Montecito is the code-name of a major release of Intel's Itanium 2 Processor Family (IPF), which implements the Intel Itanium architecture on a dual-core processor. It was officially launched by Intel on July 18, 2006, as the "Dual-Core Intel Itanium 2 processor". According to Intel, Montecito doubles performance versus the previous, single-core Itanium 2 processor, and reduces power consumption by about 20%. It also adds multi-threading capabilities (two threads per core), a greatly expanded cache subsystem (12 MB per core), and silicon support for virtualization.

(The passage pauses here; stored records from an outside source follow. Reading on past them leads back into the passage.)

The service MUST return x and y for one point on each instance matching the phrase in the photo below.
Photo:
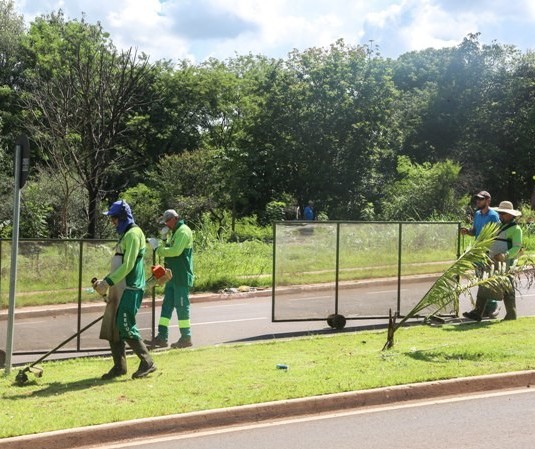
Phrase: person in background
(505, 249)
(177, 252)
(308, 213)
(123, 290)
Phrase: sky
(199, 29)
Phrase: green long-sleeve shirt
(132, 248)
(178, 254)
(508, 242)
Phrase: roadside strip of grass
(71, 394)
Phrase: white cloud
(198, 29)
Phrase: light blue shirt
(481, 220)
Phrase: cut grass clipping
(71, 394)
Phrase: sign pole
(22, 158)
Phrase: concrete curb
(152, 427)
(61, 309)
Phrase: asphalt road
(484, 421)
(232, 320)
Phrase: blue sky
(199, 29)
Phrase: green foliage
(35, 210)
(146, 207)
(275, 211)
(422, 191)
(446, 289)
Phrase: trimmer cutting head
(21, 378)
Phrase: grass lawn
(71, 394)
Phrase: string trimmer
(22, 377)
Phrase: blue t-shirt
(481, 220)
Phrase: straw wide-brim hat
(507, 207)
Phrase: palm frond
(447, 288)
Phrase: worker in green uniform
(505, 249)
(177, 252)
(123, 290)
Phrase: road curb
(247, 414)
(62, 309)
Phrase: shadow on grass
(326, 331)
(57, 388)
(307, 333)
(441, 357)
(467, 326)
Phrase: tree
(326, 129)
(422, 191)
(83, 101)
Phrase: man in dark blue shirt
(484, 214)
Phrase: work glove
(153, 242)
(163, 232)
(101, 287)
(166, 277)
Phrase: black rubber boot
(146, 366)
(119, 361)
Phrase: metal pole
(14, 253)
(153, 300)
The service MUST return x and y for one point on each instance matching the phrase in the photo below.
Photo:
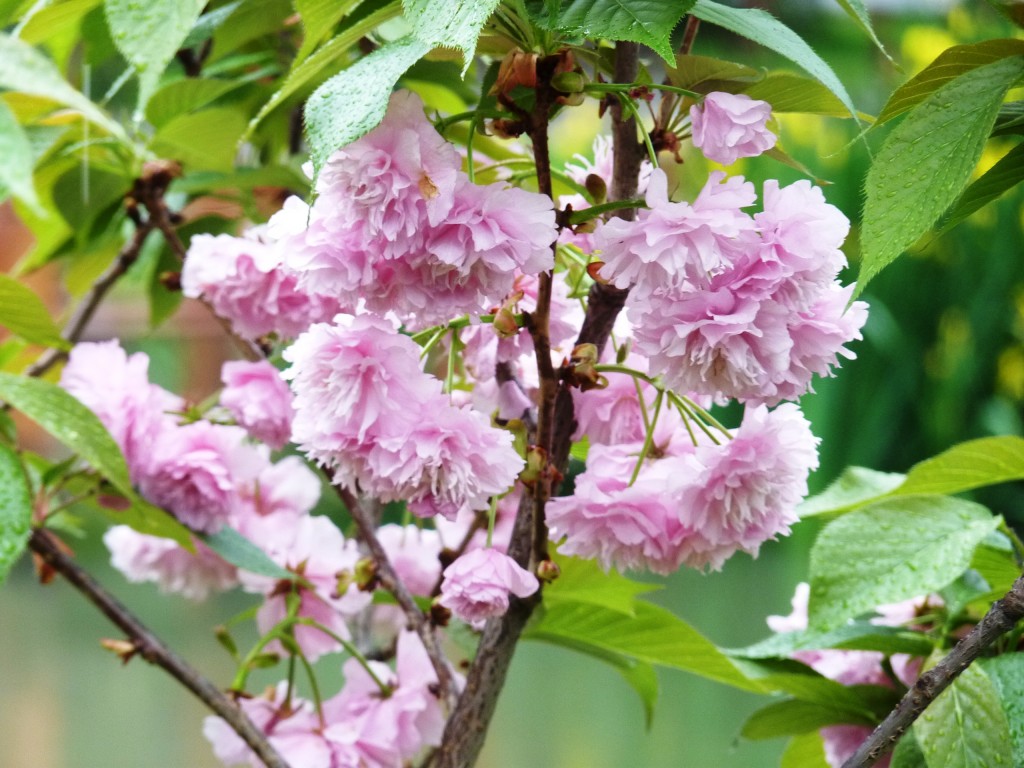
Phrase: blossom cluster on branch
(401, 298)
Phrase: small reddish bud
(123, 649)
(548, 570)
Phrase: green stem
(648, 439)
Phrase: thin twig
(1001, 617)
(389, 579)
(467, 725)
(152, 648)
(83, 312)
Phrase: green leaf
(353, 101)
(890, 551)
(788, 92)
(966, 727)
(78, 428)
(305, 71)
(24, 313)
(974, 464)
(948, 66)
(647, 22)
(25, 70)
(704, 74)
(653, 635)
(639, 675)
(854, 636)
(584, 582)
(858, 12)
(927, 161)
(792, 717)
(1007, 674)
(185, 96)
(805, 751)
(242, 553)
(15, 510)
(16, 160)
(1008, 172)
(219, 128)
(148, 34)
(443, 24)
(907, 753)
(996, 565)
(765, 30)
(855, 487)
(320, 17)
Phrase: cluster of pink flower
(856, 667)
(722, 305)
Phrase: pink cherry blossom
(477, 585)
(116, 387)
(676, 243)
(199, 473)
(246, 282)
(627, 526)
(148, 558)
(368, 728)
(745, 492)
(291, 726)
(729, 126)
(366, 410)
(315, 549)
(259, 399)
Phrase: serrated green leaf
(185, 96)
(78, 428)
(653, 635)
(148, 34)
(209, 23)
(704, 74)
(308, 69)
(792, 717)
(788, 92)
(986, 461)
(446, 24)
(854, 636)
(15, 510)
(24, 313)
(927, 161)
(765, 30)
(15, 160)
(805, 751)
(584, 582)
(858, 12)
(996, 565)
(242, 553)
(1007, 674)
(947, 67)
(353, 101)
(318, 17)
(219, 129)
(966, 727)
(25, 70)
(855, 487)
(1007, 173)
(647, 22)
(890, 551)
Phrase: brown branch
(1001, 617)
(84, 311)
(467, 725)
(389, 579)
(150, 647)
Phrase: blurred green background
(942, 361)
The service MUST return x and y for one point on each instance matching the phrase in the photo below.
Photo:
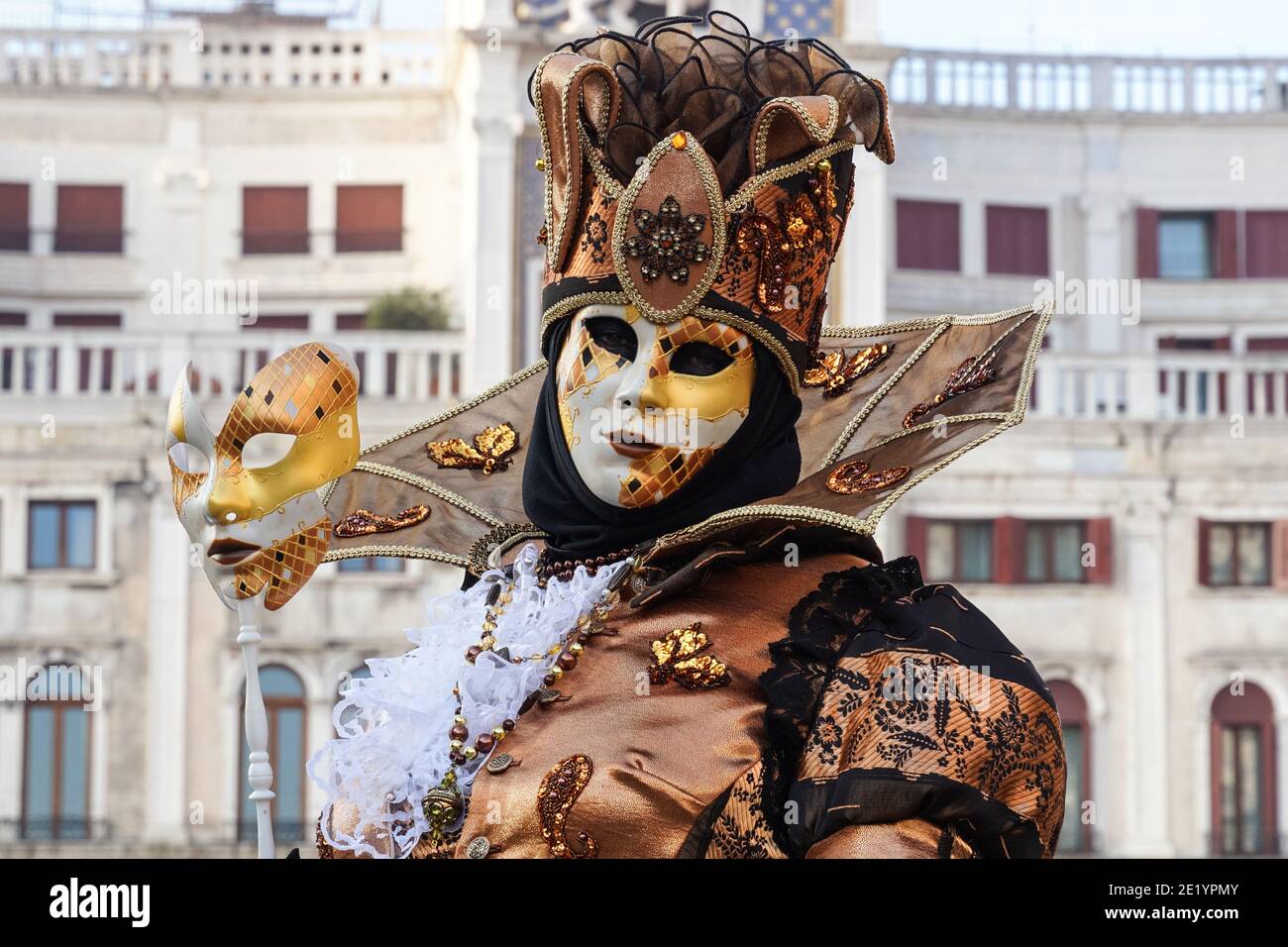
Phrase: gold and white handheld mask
(643, 406)
(246, 495)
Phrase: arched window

==Architectural features and attributes==

- Two cores per die
- 2-way coarse-grained multithreading per core (not simultaneous). Montecito-flavour of multi-threading is dubbed temporal, or TMT. This is also known as switch-on-event multithreading, or SoEMT. The two separate threads do not run simultaneously, but the core switches thread in case of a high latency event, like an L3 cache miss which would otherwise stall execution. By this technique, multi-threaded workloads, including database-like workloads, should improve by 15-35%.
- a total of 4 threads per die
- separate 16 KB Instruction L1 and 16 KB Data L1 cache per core
- separate 1 MB Instruction L2 and 256 KB Data L2 cache per core, improved hierarchy
- 12 MB L3 cache per core, 24 MB L3 per die
- 1.72 billion transistors per die, which is added up from:
  - core logic — 57M, or 28.5M per core
  - core caches — 106.5M
  - 24 MB L3 cache — 1550M
  - bus logic & I/O — 6.7M
- Die size is 27.72 mm × 21.5 mm, or 596 mm^{2}
- 90 nanometer design
- Lower power consumption and thermal dissipation than earlier flagship Itaniums, despite the high transistor count; 75-104 W. This is mainly achieved by applying different types of transistors. By default, slower and low-leakage transistors were used, while high-speed, thus high-leakage ones where it was necessary.
- Advanced compensation for errors in cache, for reliable operation under mission-critical workloads. This was code-named Pellston technology during development, and has recently been renamed Intel Cache Safe Technology.
- Virtualization technology allowing multiple OS instances per chip. This was known as Silvervale technology during development, and is now called Intel Virtualization Technology.
- Improved, higher bandwidth front side bus (FSB), with three times the capacity of the existing bus design. It is meant to be at system level (per node, with 4 dies). System throughput per node should be at least 21 GB/s, which suggest dual 333.333 MHz (double pumped, resulting 2×667 effective MHz) front side bus. However, it is up to system integrators how they organize their bus topology.
- All Montecito processors support 533 MHz / 400 MHz FSB speed.
- Also available with legacy FSB for upgrading existing system designs.
- Eliminates the hardware-based x86 instruction emulation circuitry, in favor of the more efficient software-based IA-32 Execution Layer.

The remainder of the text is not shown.